On a conference call to discuss the charge early Thursday morning, State Street said it's currently facing five lawsuits, three of which are class actions. The lawsuits include one by a unit of Prudential Financial Inc. (PRU) over $80 million in losses suffered by 165 retirement plans it manages from holdings in State Street fixed-income funds. Prudential has asserted that it wasn't told that its clients' money had been put into highly leveraged investments.

"By taking the charge, they took off the table the uncertainty about the magnitude of what the potential settlements could be," said Thomas McCrohan, an equity analyst at Janney Montgomery Scott in Philadelphia.

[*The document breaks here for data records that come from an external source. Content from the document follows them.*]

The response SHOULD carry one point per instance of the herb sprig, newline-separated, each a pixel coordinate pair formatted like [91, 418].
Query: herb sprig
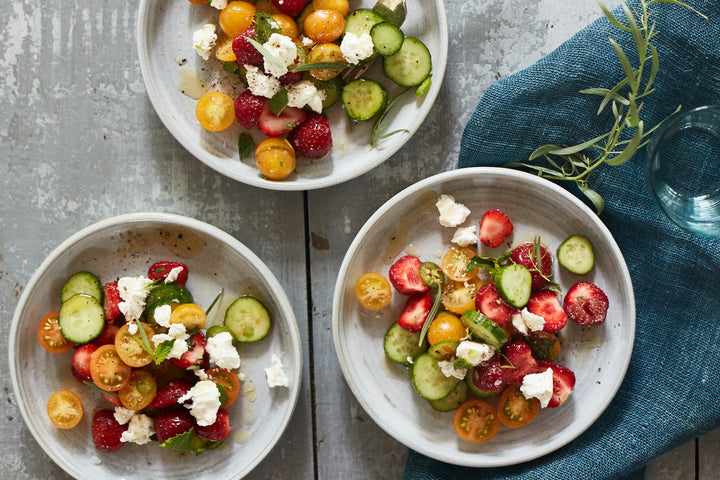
[625, 99]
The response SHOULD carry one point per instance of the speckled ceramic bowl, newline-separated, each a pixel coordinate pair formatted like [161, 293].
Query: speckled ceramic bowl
[126, 246]
[164, 40]
[409, 222]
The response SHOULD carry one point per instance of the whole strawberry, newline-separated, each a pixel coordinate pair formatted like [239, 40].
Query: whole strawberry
[107, 431]
[312, 138]
[248, 108]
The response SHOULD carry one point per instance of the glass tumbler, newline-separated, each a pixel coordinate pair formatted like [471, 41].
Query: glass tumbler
[684, 156]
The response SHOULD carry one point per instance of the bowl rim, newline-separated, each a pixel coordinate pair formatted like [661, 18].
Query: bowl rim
[278, 294]
[439, 67]
[406, 195]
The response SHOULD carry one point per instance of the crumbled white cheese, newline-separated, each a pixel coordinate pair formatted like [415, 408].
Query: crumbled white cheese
[451, 214]
[447, 367]
[304, 93]
[222, 352]
[260, 84]
[538, 385]
[275, 373]
[474, 352]
[355, 49]
[204, 399]
[133, 292]
[465, 236]
[140, 429]
[283, 49]
[204, 40]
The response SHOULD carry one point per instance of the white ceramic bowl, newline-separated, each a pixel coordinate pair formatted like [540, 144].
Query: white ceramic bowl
[126, 246]
[409, 222]
[164, 40]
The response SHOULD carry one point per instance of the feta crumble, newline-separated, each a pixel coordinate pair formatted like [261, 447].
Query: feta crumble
[451, 214]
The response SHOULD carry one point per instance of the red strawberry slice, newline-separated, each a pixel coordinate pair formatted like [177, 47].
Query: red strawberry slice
[405, 277]
[290, 7]
[547, 304]
[586, 304]
[194, 356]
[488, 377]
[415, 312]
[495, 226]
[525, 254]
[111, 300]
[106, 431]
[489, 302]
[169, 394]
[563, 382]
[172, 422]
[160, 271]
[218, 431]
[248, 108]
[517, 361]
[275, 125]
[81, 362]
[312, 138]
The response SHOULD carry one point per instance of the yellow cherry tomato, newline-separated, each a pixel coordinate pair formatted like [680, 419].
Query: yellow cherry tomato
[275, 158]
[373, 291]
[236, 17]
[215, 111]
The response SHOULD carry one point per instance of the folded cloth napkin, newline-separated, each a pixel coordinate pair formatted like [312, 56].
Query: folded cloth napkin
[671, 391]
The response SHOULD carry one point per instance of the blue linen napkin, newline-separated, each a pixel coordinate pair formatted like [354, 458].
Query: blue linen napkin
[671, 392]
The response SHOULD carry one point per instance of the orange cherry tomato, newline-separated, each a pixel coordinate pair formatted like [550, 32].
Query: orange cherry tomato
[476, 421]
[455, 261]
[139, 392]
[50, 336]
[107, 370]
[373, 291]
[129, 348]
[514, 409]
[64, 409]
[227, 379]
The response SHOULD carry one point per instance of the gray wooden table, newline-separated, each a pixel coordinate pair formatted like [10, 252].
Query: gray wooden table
[81, 142]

And the business trends that State Street is benefiting from trump the charge, he added.

Shares of State Street rose 7.9% to trade at $85.10 on Jan. 3. Earlier in the day, the stock hit a new 52-week high of $85.49.

After taking the charge, the company will still be flush in cash and plans to raise non-dilutive capital to address the one capital ratio – the tangible common equity ratio, which has gotten thin at 3.5% -- that has been threatened, said McCrohan, who has a neutral rating on the stock.

Analysts agree that the company's core business is firing on all cylinders, with its foreign exchange unit in particular benefiting from the turmoil in the credit markets. But the recent environment has been a stress test for financial companies' internal risk management controls as their exposure to riskier asset classes has eroded their profits, said Patrick Schumann, an equity analyst at Edward Jones & Co. in Kansas City, Mo.

Much like the major investment banks, State Street isn't immune to the turbulence that's pervaded the markets since the summer, he said. Its exposure to investment vehicles backed by subprime mortgages – estimated at roughly $7 billion, or 20% of the value of its fixed income strategies – has come as a surprise to customers who believed they were investing in fairly conservative asset classes, he said.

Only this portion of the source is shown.